Front. Aging Neurosci., 28 January 2022
Sec. Alzheimer's Disease and Related Dementias
This article is part of the Research Topic Blood Biomarkers of Neurodegenerative Diseases View all 26 articles

Changes in Serum Cystatin C Levels and the Associations With Cognitive Function in Alzheimer's Disease Patients

  • West China Hospital, Sichuan University, Chengdu, China

Background and Objective: Cystatin C is indicated to be involved in the pathogenesis of Alzheimer's disease (AD) and cognitive impairment. Our objective is to examine the serum Cystatin C levels, and to clarify the correlations between serum Cystatin C and cognitive performance in Chinese AD patients.

Methods: The serum Cystatin C concentrations in AD patients and age, sex, and body mass index (BMI) matched-healthy controls were measured. The cognitive functions of the AD patients were evaluated by using the Mini-mental State Examination (MMSE) and the Montreal Cognitive Assessment (MoCA). The severity of dementia was determined with clinical dementia rating (CDR).

Results: A total of 463 AD patients and 1,389 matched healthy subjects were included. AD patients had higher serum Cystatin C than healthy controls. Serum cystatin C levels were correlated with MoCA scores in AD patients. In an ordinal logistic regression model, AD patients with higher serum cystatin C levels had increased odds of severe cognitive dysfunction.
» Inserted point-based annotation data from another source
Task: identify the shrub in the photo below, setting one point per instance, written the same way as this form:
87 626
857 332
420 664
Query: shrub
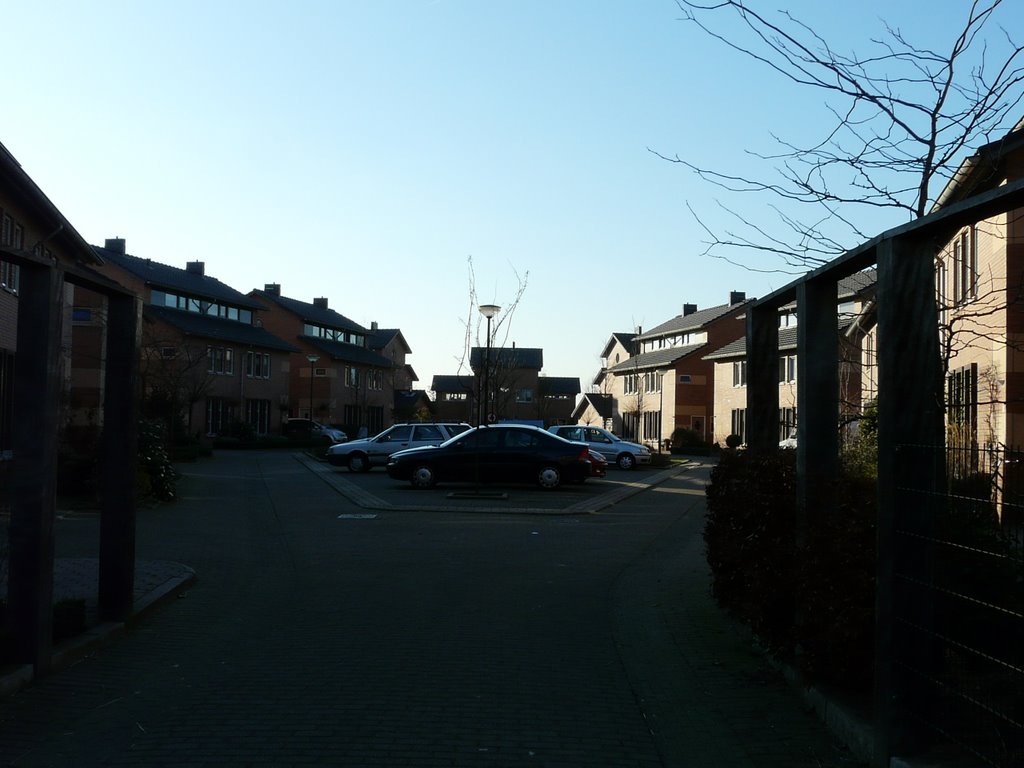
156 475
816 602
Conclusion: Our study suggested that AD patients had higher levels of serum cystatin C than age/sex/BMI-matched normal control subjects. Higher serum cystatin C may be associated with worse cognitive performance, but more studies are required to verify such association.

Introduction

Cystatin C is highly expressed in the brain and cerebrospinal fluid (CSF) (Löfberg and Grubb, 1979), and it is indicated to play many roles in the risk and pathobiology for Alzheimer's disease (AD) (Taupin et al., 2000; Palmer et al., 2001; Gauthier et al., 2011). Genetically, the CST3 B haplotype of cystatin C was considered to be a risk factor for AD, frontotemporal dementia (FTD), and Lewy body dementia (LBD) (Finckh et al., 2000; Bertram et al., 2007; Maetzler et al., 2010; Hua et al., 2012). Clinically, in patients with FTD and LBD, a reduction of CSF cystatin C was found, and it was associated with an anticipation of dementia onset (Rüetschi et al., 2005; Sundelöf et al., 2008; Maetzler et al., 2010).
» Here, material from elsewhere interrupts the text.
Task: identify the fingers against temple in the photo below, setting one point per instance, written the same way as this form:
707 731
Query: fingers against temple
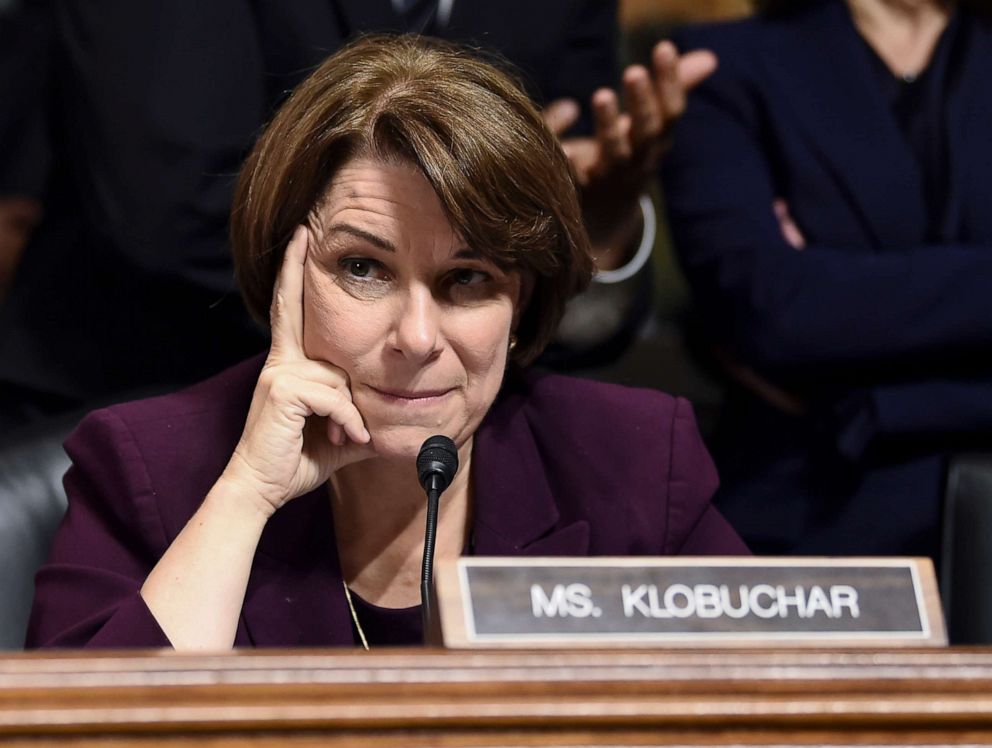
286 317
Specifically, in patients with AD, cystatin C levels in CSF were found to be reduced, compared to individuals without dementia (Simonsen et al., 2007; Hansson et al., 2009; Zhong et al., 2013), and CSF cystatin C levels were positively correlated with tau and Aβ levels (Sundelöf et al., 2010; Zhong et al., 2013). However, another study found increased cystatin C levels in CSF of AD patients compared to those in controls (Carrette et al., 2003). In plasma, a study found that AD patients had higher plasma cystatin C levels than healthy control subjects (Wang R. et al., 2017). The association of serum cystatin C with risk of mild cognitive impairment (MCI) or dementia was inconsistent. The Health ABC Study showed that high levels of serum cystatin C increased the risk of cognitive impairment and individuals with higher levels of cystatin C had poorer performance on cognitive examinations (Yaffe et al., 2008). In contrast, the Uppsala Longitudinal Study found that high levels of serum cystatin C were related to a decreased risk of AD in men aged between 70 and 77 years-old (Sundelöf et al., 2008), and a study also found that MCI patients with higher serum cystatin C levels remained stable, without developing to dementia (Romero-Sevilla et al., 2018). Moreover, the Osteoporotic Fractures study reported a U-shape association between serum cystatin C and cognitive impairment in elderly women, but the association no longer existed after adjusting for covariates (Slinin et al., 2015). However, there is no study focusing on the association of serum cystatin C levels with cognitive performance in AD patients.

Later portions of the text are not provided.